A self-described "rehab mogul" has been charged with multiple sexual assault offenses as well as defrauding insurers in a $175-million billing scheme, prosecutors said.
Christopher Bathum, who founded 19 sober-living facilities in Southern California and Colorado, faces accusations in two separate cases of sexually assaulting nine patients and laundering money, according to the Los Angeles County district attorney's office.
Bathum pleaded not guilty Monday afternoon in downtown Los Angeles.
Prosecutors charged the 55-year-old operator of Community Recovery of Los Angeles, also known as CRLA, with 12 counts of furnishing drugs and 34 counts of sexual assault-related offenses, including sexual exploitation, rape and rape of an intoxicated person.
In that case, prosecutors said Bathum sexually assaulted female clients and provided some with drugs. The assaults allegedly occurred between 2012 and 2016 at the treatment centers.
In a separate case, Bathum and the firm's chief financial officer, Kirsten Wallace, have been charged with 31 counts of money laundering.
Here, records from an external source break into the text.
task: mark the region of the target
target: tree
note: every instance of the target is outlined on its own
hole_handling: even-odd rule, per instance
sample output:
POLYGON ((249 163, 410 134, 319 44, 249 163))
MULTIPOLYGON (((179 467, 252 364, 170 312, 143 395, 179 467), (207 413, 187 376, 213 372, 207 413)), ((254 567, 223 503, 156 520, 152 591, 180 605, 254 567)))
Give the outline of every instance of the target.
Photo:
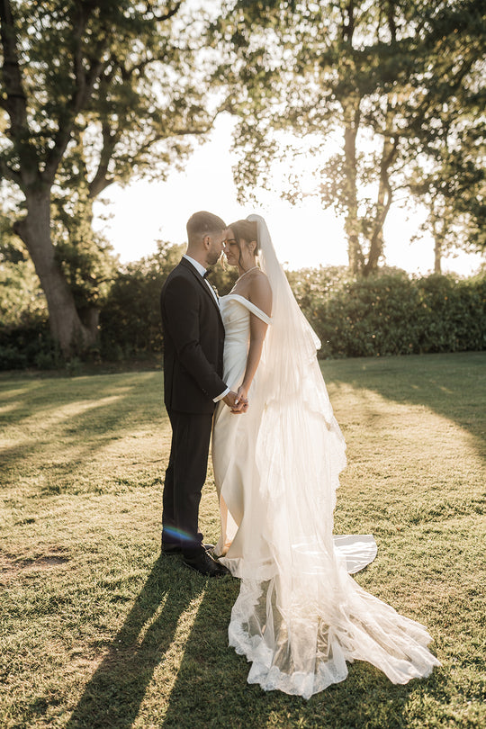
MULTIPOLYGON (((235 147, 240 194, 272 184, 269 161, 306 155, 325 206, 344 216, 354 274, 376 270, 383 224, 421 127, 467 78, 484 35, 482 3, 457 0, 274 0, 227 4, 218 23, 232 49, 221 81, 240 117, 235 147), (454 42, 450 42, 454 39, 454 42), (451 50, 451 52, 448 52, 451 50), (293 149, 282 132, 298 139, 293 149), (338 151, 328 141, 341 135, 338 151), (324 164, 319 164, 322 155, 324 164)), ((302 194, 288 177, 288 197, 302 194)))
POLYGON ((434 273, 457 250, 486 250, 484 89, 479 62, 446 102, 440 134, 420 130, 421 148, 410 166, 409 188, 428 215, 421 226, 434 239, 434 273))
MULTIPOLYGON (((97 325, 95 297, 80 301, 69 278, 81 244, 71 231, 63 248, 69 216, 89 225, 92 201, 109 184, 134 174, 164 176, 194 135, 211 129, 204 67, 194 69, 184 19, 176 23, 182 4, 0 0, 0 178, 22 193, 14 230, 67 355, 92 343, 97 325)), ((106 256, 95 241, 87 248, 89 279, 106 256)))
They also face charges for insurance fraud, grand theft and identify theft.
According to the California Department of Insurance, Bathum and Wallace stole patients' identities to buy health policies without their knowledge. Then they billed their former clients for treatment they were no longer receiving, prosecutors said.
Between June 2012 and December 2015, Bathum and Wallace issued $175 million in bills for services that, in most cases, were never provided, according to the district attorney's office. As result of the scheme, prosecutors said five insurance companies paid out $44 million.
Bathum and Wallace were arrested Thursday during a raid that included searches of 15 locations in Los Angeles and Orange counties, according to the Los Angeles County Sheriff's Department.
Detectives began investigating Bathum in May after someone filed a sexual assault complaint, said Lt. Todd Deeds of the Los Angeles County Sheriff's Department's Major Crime Bureau.
The investigation was launched a month before ABC's "20/20" aired an hour-long episode on Bathum and his treatment centers, which had been the subject of an L.A. Weekly report last year detailing the allegations and dozens of lawsuits filed against him. Bathum has denied the allegations.
If Bathum and Wallace are convicted, they each face up to 53 years in state prison. In the sexual assault case, Bathum faces up to life in prison.